The four-day Democratic National Convention got underway in the United States late last night making history as a slickly produced two-hour virtual production that included a powerful closing from former first lady Michelle Obama who made the case for why President Donald Trump was wrong for the country.
Speakers that included some disgruntled Republicans who have thrown their support behind Joe Biden, focused on a spectrum of issues from the coronavirus pandemic to racial injustice and warned of looming authoritarianism from the man currently occupying the White House.
It was an event without the cheering crowds and packed arena, amidst a public health emergency that has shaped how this election will play itself out through to November. The incumbent was placed front and center as a clear and present danger to democracy in the United States.
“Donald Trump is the wrong president for our country. He has had more than enough time to prove that he can do the job, but he is clearly in over his head. He cannot meet this moment. He simply cannot be who we need him to be for us. It is what it is. Now, I understand that my message won’t be heard by some people. We live in a nation that is deeply divided, and I am a black woman speaking at the democratic convention. But enough of you know me by now. You know that I tell you exactly what I’m feeling. You know, I hate politics, but you also know that I care about this nation,” said Obama.
Security around ballots
She portrayed the Trump administration as one devoid of empathy but epitomized by chaos and division; while the battle between Democrats and the White House about ensuring the Post Office is sufficiently capacitated to deal with an upturn in mail-in-ballots due to coronavirus continues.
“They’re lying about the security of our ballots. These tactics are not new, but this is not the time to withhold our votes in protest or play games with candidates who have no chance of winning. We have got to vote like we did in 2008 and 2012. We’ve got to show up with the same level of passion and hope for Joe Biden.”
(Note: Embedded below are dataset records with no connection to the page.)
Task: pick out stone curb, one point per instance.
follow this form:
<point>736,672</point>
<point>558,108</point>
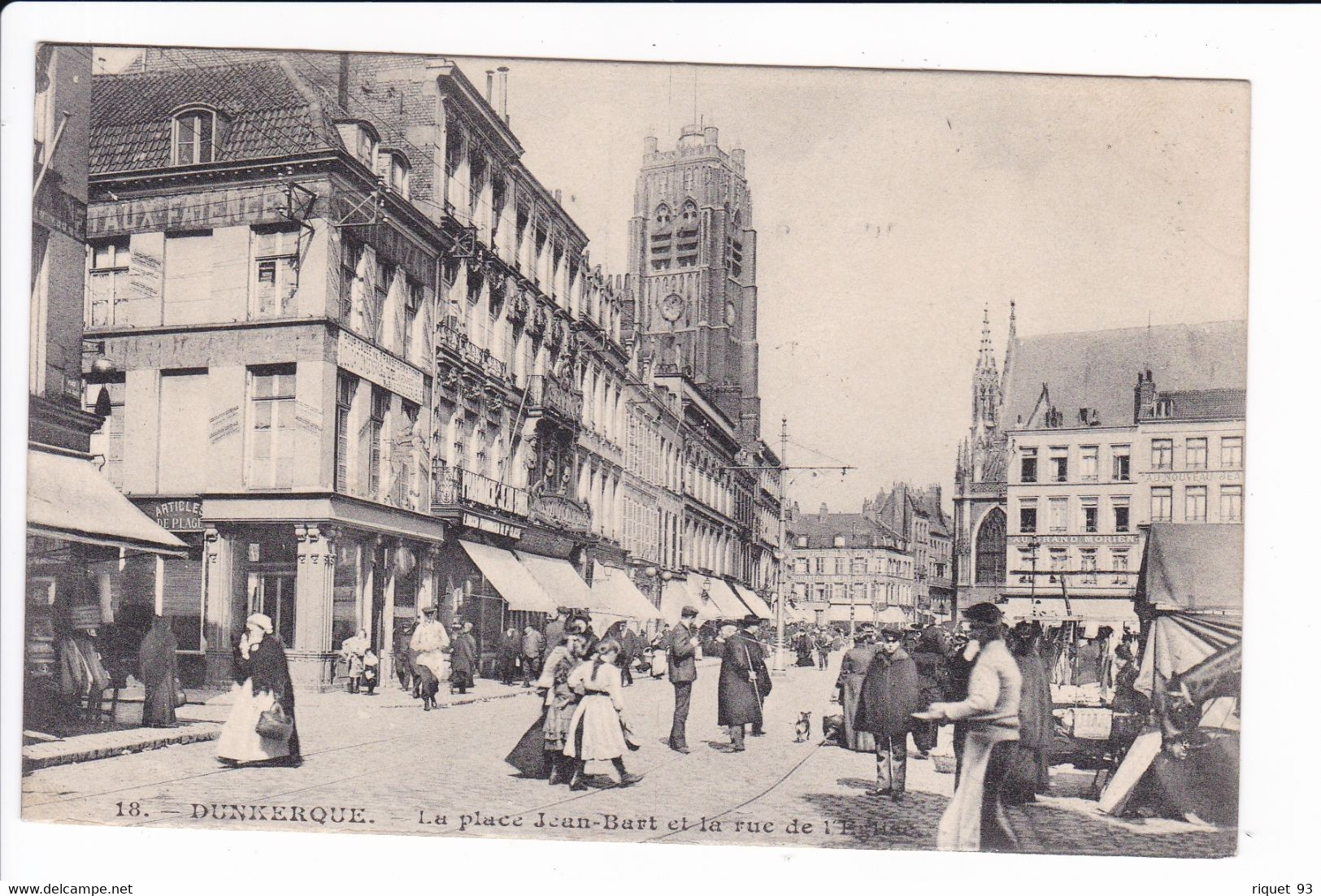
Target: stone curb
<point>33,760</point>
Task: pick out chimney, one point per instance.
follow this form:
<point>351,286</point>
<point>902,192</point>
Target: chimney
<point>342,98</point>
<point>1145,397</point>
<point>503,93</point>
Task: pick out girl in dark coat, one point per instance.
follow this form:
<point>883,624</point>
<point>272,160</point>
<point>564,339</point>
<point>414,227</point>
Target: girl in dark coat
<point>463,661</point>
<point>158,668</point>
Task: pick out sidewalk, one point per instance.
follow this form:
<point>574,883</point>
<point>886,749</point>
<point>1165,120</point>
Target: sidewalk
<point>201,720</point>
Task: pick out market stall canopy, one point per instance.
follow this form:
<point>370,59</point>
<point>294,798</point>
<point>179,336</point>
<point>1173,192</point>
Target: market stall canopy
<point>624,599</point>
<point>560,581</point>
<point>1193,568</point>
<point>67,498</point>
<point>1177,642</point>
<point>892,616</point>
<point>514,583</point>
<point>758,607</point>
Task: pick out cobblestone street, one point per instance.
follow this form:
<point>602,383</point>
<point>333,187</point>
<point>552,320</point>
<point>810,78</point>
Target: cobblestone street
<point>382,765</point>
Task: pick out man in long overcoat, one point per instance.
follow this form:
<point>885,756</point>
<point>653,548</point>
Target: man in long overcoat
<point>680,645</point>
<point>929,655</point>
<point>888,698</point>
<point>852,672</point>
<point>744,681</point>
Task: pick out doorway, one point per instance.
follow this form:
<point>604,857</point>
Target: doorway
<point>272,592</point>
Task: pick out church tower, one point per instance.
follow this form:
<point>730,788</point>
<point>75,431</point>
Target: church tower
<point>693,259</point>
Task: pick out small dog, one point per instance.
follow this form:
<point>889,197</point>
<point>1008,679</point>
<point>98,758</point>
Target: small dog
<point>802,727</point>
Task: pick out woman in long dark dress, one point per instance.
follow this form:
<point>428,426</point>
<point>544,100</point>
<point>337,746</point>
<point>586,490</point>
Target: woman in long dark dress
<point>260,681</point>
<point>1028,771</point>
<point>158,668</point>
<point>541,752</point>
<point>463,661</point>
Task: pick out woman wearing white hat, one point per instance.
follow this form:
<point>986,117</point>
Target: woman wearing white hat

US cannot afford another four years of Trump
In a nod to the Black Lives Matter movement, the programme included the words of George Floyd’s brother who called for his legacy and others to be kept alive.
Speakers ranged from conservative Republicans who crossed the political divide to argue that the country could not afford four more years of Trump; to the progressive wing of the Democratic Party led by Senator Bernie Sanders urging unity behind their centrist presumptive nominee.
“Joe Biden will end the hate and division Trump has created. He will stop the demonization of immigrants, the coddling of white nationalists, the racist dog-whistling, the religious bigotry, and the ugly attacks on women. My friends, I say to you, to everyone who supported other candidates in the primary and to those who may have voted for Donald Trump in the last election: The future of our democracy is at stake. The future of our economy is at stake. The future of our planet is at stake. We must come together, defeat Donald Trump and elect Joe Biden and Kamala Harris as our next president and vice president. My friends, the price of failure is just too great to imagine.
Paid for his life in trusting Trump
One of the more powerful moments of the night came from Kristin Urquiza, who argued that her father whom she lost to COVID-19 in June, paid with his life by trusting President Trump that the virus would simply go away.
“In late May after the stay at home order was lifted in Arizona, my dad went to a karaoke bar with his friends. A few weeks later he was put on a ventilator and after five agonizing days, he died alone in the ICU with a nurse holding his hand. My dad was a healthy 65-year-old. His only pre-existing condition was trusting Donald Trump and for that, he paid with his life.”
VP nominee Kamala Harris will accept her nomination on Wednesday followed by Biden on Thursday ahead of an election billed as a battle for the soul of the country.